SatelliteShorelines / CoastSeg

An interactive toolbox for downloading satellite imagery, applying image segmentation models, mapping shoreline positions and more. The mapping extension for CoastSat and Zoo.
https://satelliteshorelines.github.io/CoastSeg/
GNU General Public License v3.0
48 stars 10 forks source link

Feature request: merge shoreline segments into single merged shoreline #179

Closed dbuscombe-usgs closed 11 months ago

dbuscombe-usgs commented 1 year ago

Often, shorelines from different ROIs may have the same timestamp, i.e. a second shoreline extracted from an adjacent ROI image with the same timestamp.

So, we need a way to take the raw shoreline data and merged based on date. pandas/geopandas merge command seems to do this, e.g.

https://stackoverflow.com/questions/48231758/merge-pandas-dataframes-based-on-date

I think this might be best as a stand-alone script, at least initially while we test the workflow

2320sharon commented 1 year ago

I agree the fastest way to get this out would be a script. I can investigate how to do a few things

  1. How to merge the raw time-series shorelines for the csv files with all the transects
  2. How to merge the raw time-series shorelines for the csv files for each transect
  3. How to merge the geojson shorelines

    I think this issue is do-able as a V1.
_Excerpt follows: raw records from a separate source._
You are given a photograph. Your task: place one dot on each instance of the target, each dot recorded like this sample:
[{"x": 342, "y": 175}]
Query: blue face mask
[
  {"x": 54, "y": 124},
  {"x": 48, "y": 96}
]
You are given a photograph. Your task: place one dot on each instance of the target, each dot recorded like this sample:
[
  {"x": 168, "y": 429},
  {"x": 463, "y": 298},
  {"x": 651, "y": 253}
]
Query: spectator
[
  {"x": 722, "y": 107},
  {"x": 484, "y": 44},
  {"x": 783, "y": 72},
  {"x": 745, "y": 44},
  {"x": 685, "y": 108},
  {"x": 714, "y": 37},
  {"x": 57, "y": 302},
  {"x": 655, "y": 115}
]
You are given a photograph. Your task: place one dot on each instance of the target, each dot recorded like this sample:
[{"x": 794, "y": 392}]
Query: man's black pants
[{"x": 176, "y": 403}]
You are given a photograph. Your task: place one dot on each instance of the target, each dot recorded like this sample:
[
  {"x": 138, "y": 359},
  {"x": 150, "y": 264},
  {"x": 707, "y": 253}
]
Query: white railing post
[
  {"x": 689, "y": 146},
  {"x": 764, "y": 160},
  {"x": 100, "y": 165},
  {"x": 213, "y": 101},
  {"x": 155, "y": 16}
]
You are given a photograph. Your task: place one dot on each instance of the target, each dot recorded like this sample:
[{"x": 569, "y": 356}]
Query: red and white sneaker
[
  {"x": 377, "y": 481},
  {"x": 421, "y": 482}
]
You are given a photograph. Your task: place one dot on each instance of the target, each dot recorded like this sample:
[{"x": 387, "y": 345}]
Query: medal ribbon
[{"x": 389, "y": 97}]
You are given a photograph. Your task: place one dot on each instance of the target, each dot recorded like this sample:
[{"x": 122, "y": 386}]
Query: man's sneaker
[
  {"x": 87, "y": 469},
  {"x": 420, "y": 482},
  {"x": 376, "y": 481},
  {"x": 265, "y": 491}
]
2320sharon commented 1 year ago

Today I took some time to scope out this issue. Below I've outlined the prerequisites to merge ROIs, possible scenarios that could be encountered when combining roi's, as well as some questions I've come across while scoping out this issue. I've also included some demo code that introduces how we might merge the extracted shorelines together. I plan on working on this issue more during the week.

Prerequisites to Merge ROIs

  1. At least two ROIs must be provided
  2. Each Roi must have both config files present
  3. A raw time series CSV must be present

    Possible Scenarios

    Each of these scenarios outline possible inputs that could influence the way the roi's are merged.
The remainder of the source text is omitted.